Bajas cubiertas en su totalidad y privilegios para las familias

El futbolista que, durante la vigencia del contrato incurriera en baja por incapacidad temporal, sea cual fuere la causa, tendrá derecho a que el Club complete la prestación de la Seguridad Social o Mutua Patronal hasta el 100% de sus retribuciones, manteniendo esta situación hasta su alta o finalización del período contractual. Mientras tanto, los funcionarios públicos se tienen que conformar con el 50% de su retribución durante los tres primeros días de una baja por enfermedad común, el 75% desde el cuarto día hasta el día número 20 y el 100% a partir del vigesimoprimer día.

Pero no solo los futbolistas se ven beneficiados sobremanera por este convenio colectivo. Sus familiares también sacarán tajada del mismo.
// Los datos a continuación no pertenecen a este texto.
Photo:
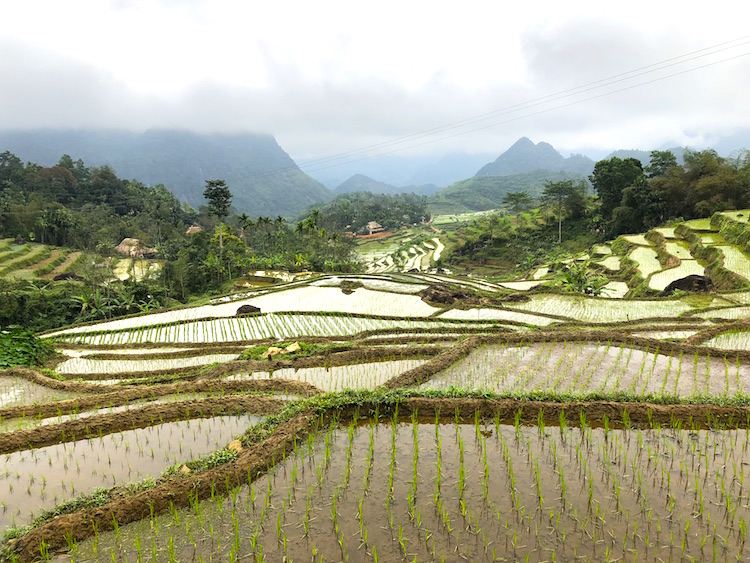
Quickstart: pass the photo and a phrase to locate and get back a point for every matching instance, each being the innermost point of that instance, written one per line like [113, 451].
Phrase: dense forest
[92, 210]
[627, 198]
[352, 211]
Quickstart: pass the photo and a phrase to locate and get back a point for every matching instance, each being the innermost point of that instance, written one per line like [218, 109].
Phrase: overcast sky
[328, 77]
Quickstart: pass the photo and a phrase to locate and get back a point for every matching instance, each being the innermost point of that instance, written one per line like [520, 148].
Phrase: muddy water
[459, 492]
[38, 479]
[588, 368]
[10, 424]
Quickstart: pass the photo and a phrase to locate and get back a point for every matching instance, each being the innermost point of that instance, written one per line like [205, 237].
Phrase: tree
[517, 201]
[642, 208]
[611, 177]
[219, 200]
[661, 162]
[563, 194]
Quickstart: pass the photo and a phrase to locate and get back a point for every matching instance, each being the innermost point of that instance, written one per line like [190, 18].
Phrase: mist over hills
[400, 170]
[525, 156]
[263, 179]
[362, 183]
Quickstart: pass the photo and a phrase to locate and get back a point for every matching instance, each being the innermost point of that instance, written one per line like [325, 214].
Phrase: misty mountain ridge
[362, 183]
[263, 179]
[524, 156]
[401, 170]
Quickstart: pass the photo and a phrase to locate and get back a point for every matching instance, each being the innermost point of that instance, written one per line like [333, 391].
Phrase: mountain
[525, 156]
[487, 192]
[263, 179]
[362, 183]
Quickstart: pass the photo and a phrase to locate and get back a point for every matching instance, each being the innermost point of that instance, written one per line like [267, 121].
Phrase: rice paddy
[512, 423]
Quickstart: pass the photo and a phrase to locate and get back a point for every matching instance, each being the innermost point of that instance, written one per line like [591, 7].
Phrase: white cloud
[328, 77]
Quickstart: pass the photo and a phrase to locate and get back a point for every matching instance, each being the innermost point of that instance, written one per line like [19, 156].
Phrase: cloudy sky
[368, 77]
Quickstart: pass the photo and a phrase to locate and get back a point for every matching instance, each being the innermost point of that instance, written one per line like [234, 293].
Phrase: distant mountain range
[524, 156]
[401, 170]
[362, 183]
[263, 179]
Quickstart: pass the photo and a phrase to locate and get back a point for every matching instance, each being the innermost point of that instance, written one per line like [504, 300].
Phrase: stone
[694, 283]
[272, 351]
[247, 310]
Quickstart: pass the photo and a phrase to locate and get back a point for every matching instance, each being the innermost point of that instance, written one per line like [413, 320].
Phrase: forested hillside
[264, 179]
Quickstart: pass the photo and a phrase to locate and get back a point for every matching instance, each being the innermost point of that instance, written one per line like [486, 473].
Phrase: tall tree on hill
[661, 162]
[219, 200]
[564, 195]
[611, 177]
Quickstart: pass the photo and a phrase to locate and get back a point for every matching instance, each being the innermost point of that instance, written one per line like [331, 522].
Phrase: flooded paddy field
[37, 479]
[430, 490]
[602, 368]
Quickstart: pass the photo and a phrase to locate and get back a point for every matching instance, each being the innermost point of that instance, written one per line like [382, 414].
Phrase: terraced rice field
[646, 259]
[660, 280]
[508, 425]
[736, 261]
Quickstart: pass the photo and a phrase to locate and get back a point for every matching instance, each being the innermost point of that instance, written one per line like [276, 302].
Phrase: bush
[20, 347]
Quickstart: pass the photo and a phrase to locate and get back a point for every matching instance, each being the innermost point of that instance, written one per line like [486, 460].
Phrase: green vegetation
[19, 347]
[79, 214]
[352, 211]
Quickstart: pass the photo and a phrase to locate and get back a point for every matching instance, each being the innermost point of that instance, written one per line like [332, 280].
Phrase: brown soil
[72, 257]
[105, 396]
[382, 234]
[55, 254]
[149, 415]
[179, 492]
[175, 493]
[359, 354]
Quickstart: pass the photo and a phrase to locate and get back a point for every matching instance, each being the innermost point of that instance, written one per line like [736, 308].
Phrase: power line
[361, 154]
[601, 83]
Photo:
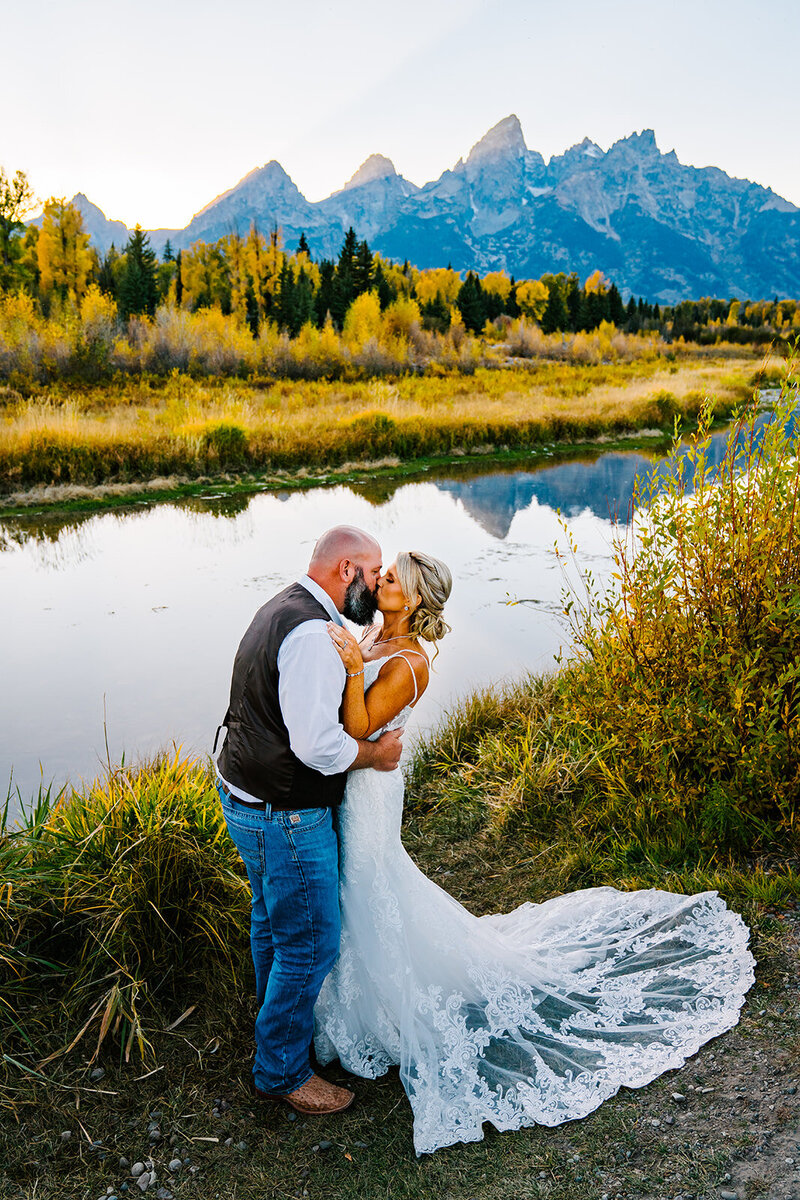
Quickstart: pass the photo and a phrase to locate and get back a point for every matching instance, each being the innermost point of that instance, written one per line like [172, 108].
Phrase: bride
[533, 1017]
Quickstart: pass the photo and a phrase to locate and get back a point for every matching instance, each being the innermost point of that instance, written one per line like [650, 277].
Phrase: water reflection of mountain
[603, 486]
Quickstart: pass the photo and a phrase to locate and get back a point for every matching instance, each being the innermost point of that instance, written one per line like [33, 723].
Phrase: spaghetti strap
[401, 654]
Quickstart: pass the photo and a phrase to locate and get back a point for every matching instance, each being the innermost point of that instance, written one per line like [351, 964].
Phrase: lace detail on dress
[522, 1018]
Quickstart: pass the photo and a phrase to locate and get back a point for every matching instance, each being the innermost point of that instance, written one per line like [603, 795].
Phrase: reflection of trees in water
[19, 531]
[595, 479]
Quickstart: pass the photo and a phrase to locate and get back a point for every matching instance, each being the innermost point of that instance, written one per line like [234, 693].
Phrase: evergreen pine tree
[386, 293]
[106, 277]
[137, 289]
[555, 316]
[575, 300]
[615, 306]
[344, 283]
[632, 322]
[251, 307]
[304, 301]
[362, 269]
[284, 299]
[179, 279]
[325, 292]
[512, 307]
[471, 303]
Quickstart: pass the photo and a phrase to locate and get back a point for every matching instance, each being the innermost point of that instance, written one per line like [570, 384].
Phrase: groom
[281, 773]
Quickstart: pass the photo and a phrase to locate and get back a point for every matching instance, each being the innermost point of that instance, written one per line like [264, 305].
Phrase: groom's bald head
[346, 559]
[342, 541]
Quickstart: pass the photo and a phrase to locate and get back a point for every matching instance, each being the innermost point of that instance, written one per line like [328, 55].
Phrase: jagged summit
[377, 166]
[655, 226]
[504, 139]
[643, 142]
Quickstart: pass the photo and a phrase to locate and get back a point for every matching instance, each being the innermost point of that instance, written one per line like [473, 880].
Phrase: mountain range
[654, 226]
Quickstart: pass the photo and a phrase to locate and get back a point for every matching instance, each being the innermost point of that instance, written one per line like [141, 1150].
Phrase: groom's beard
[360, 604]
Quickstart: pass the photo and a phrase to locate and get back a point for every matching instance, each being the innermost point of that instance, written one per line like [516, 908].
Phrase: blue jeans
[292, 861]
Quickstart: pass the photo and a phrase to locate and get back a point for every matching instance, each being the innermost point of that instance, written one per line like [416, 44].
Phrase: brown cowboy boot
[314, 1098]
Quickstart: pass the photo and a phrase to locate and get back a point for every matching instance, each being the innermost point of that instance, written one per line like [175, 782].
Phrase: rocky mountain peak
[377, 166]
[504, 141]
[643, 143]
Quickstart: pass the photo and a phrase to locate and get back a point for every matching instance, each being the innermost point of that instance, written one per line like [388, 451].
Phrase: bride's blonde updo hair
[429, 579]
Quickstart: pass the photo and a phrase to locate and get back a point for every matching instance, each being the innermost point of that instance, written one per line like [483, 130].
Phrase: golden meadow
[663, 753]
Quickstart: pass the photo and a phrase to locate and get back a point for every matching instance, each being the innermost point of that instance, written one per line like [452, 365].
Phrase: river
[118, 630]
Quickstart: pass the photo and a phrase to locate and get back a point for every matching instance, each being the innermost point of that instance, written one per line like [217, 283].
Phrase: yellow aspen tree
[497, 283]
[62, 252]
[438, 281]
[531, 298]
[596, 283]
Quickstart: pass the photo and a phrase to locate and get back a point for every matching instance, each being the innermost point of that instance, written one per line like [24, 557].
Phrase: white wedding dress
[527, 1018]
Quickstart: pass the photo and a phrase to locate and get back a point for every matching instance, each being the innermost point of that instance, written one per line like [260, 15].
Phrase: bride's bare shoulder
[405, 663]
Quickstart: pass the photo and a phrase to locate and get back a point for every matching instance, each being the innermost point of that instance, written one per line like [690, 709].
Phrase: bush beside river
[185, 429]
[662, 754]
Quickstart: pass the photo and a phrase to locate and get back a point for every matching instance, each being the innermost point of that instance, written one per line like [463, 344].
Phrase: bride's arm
[362, 713]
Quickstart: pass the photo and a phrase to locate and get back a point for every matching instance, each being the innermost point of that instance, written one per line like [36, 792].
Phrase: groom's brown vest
[256, 755]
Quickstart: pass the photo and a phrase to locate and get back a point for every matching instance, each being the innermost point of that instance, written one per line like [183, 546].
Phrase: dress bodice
[371, 672]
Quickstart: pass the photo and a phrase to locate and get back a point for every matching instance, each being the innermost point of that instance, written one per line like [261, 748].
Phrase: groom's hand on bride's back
[383, 754]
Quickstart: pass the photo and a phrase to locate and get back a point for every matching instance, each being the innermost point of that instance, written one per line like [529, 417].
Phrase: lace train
[527, 1018]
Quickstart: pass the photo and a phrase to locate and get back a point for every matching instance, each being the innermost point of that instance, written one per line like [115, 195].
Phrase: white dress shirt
[311, 682]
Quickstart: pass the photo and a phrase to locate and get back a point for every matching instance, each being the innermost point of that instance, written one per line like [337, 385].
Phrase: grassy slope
[184, 429]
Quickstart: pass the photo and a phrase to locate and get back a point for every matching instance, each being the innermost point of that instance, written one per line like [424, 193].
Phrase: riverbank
[184, 435]
[124, 907]
[126, 1020]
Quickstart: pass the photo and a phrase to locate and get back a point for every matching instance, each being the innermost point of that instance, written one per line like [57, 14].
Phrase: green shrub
[686, 673]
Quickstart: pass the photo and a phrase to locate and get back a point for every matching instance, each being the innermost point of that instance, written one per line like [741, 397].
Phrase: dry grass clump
[188, 427]
[115, 898]
[666, 748]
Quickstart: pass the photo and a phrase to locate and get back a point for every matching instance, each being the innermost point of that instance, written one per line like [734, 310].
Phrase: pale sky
[154, 107]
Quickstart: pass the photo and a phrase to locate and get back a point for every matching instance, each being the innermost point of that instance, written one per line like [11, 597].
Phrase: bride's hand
[347, 647]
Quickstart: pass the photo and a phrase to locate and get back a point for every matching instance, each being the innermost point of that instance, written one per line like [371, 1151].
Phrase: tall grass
[190, 429]
[663, 753]
[125, 893]
[666, 748]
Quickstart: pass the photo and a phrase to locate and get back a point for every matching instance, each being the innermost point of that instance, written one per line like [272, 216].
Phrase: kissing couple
[533, 1017]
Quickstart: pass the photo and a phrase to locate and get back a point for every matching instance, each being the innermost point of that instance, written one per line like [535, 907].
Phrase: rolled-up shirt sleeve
[311, 682]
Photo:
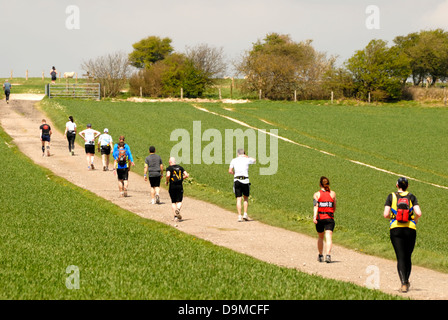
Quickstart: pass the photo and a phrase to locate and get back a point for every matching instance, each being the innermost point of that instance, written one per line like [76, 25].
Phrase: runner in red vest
[324, 208]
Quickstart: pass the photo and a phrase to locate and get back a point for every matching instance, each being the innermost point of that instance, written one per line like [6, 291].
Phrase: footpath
[21, 120]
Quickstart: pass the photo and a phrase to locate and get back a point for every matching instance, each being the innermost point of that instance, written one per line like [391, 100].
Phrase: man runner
[239, 167]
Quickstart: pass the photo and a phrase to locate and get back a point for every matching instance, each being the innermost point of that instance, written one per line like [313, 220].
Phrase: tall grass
[48, 224]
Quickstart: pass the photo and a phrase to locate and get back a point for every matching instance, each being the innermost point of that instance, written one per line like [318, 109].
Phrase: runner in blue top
[122, 164]
[7, 89]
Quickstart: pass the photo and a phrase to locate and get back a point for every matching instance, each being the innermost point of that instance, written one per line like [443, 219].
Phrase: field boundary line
[315, 149]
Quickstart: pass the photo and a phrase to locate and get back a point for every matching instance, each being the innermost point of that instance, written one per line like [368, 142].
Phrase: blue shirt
[128, 154]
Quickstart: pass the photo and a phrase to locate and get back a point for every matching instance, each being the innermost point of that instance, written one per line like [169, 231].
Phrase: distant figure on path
[45, 137]
[53, 74]
[323, 218]
[105, 147]
[122, 165]
[7, 89]
[403, 211]
[239, 167]
[154, 170]
[89, 135]
[175, 175]
[70, 133]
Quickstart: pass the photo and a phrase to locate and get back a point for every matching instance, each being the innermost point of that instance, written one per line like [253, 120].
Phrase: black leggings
[403, 241]
[71, 140]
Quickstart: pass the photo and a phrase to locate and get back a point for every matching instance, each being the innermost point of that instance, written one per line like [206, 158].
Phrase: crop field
[361, 149]
[46, 228]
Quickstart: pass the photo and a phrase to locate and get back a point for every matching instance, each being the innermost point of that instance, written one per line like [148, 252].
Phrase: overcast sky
[39, 34]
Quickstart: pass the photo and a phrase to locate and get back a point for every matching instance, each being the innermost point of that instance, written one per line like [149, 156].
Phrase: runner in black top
[175, 176]
[45, 135]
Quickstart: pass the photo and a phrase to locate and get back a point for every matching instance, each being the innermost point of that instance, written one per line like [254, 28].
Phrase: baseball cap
[403, 183]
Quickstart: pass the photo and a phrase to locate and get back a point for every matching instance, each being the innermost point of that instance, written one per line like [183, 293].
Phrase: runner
[7, 89]
[175, 176]
[403, 210]
[122, 161]
[89, 135]
[239, 167]
[70, 133]
[323, 218]
[154, 169]
[53, 74]
[45, 136]
[104, 145]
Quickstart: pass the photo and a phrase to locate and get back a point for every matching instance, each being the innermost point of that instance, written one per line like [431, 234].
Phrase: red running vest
[326, 206]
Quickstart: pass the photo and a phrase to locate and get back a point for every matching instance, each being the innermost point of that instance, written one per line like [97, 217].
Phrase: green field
[402, 138]
[48, 225]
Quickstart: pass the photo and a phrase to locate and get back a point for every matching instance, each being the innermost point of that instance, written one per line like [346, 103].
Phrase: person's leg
[245, 206]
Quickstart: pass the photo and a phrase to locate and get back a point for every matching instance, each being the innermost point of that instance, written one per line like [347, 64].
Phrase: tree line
[277, 66]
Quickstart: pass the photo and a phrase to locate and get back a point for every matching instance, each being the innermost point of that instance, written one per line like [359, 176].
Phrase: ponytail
[325, 183]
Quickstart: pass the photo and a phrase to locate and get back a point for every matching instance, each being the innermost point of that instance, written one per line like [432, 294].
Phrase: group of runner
[401, 207]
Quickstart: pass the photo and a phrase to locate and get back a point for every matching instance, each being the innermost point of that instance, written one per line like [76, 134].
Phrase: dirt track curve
[21, 120]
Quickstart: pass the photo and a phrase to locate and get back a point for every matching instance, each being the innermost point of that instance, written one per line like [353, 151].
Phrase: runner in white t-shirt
[239, 167]
[89, 135]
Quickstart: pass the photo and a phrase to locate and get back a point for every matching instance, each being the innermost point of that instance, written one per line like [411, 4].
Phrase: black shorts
[105, 150]
[176, 193]
[90, 148]
[241, 189]
[324, 225]
[154, 181]
[123, 174]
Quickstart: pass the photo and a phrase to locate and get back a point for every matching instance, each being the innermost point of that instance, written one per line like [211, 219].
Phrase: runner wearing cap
[104, 145]
[89, 135]
[403, 211]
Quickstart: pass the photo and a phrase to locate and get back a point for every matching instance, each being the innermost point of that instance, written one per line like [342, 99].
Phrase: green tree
[150, 50]
[279, 66]
[379, 70]
[428, 54]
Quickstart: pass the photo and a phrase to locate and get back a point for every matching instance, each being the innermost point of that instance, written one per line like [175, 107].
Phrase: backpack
[122, 157]
[403, 213]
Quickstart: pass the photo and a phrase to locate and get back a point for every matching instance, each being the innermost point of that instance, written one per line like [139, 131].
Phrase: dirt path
[21, 120]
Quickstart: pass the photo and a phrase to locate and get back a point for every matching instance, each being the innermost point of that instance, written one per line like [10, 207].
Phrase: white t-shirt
[105, 140]
[240, 167]
[71, 126]
[89, 135]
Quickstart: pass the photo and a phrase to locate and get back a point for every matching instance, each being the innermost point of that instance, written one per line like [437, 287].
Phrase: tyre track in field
[21, 120]
[315, 149]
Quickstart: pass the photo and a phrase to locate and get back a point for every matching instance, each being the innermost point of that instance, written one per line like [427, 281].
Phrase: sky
[39, 34]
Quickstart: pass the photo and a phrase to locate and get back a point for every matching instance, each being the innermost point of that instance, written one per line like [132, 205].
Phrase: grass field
[45, 228]
[402, 138]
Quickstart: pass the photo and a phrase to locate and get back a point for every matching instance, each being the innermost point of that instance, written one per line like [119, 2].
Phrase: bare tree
[210, 61]
[111, 71]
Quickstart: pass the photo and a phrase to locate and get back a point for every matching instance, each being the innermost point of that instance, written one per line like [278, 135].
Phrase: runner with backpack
[122, 165]
[403, 211]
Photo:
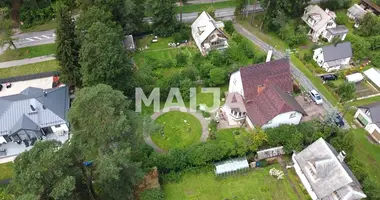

En el caso de que el futbolista resulte muerto o afectado de invalidez absoluta por un incidente que sea consecuencia directa de la práctica del fútbol bajo la disciplina del Club, éste o sus familiares serán indemnizados con 180.000 euros al año.

Por último, una buena forma de esquivar los impagables precios de las entradas de los partidos de Primera División es ser familiar o amigo de un deportista de élite ya que los clubes pondrán a disposición de los futbolistas de sus plantillas y sus familiares directos, un mínimo de veinte localidades de asiento, o habilitarán un palco para cubrir este fin.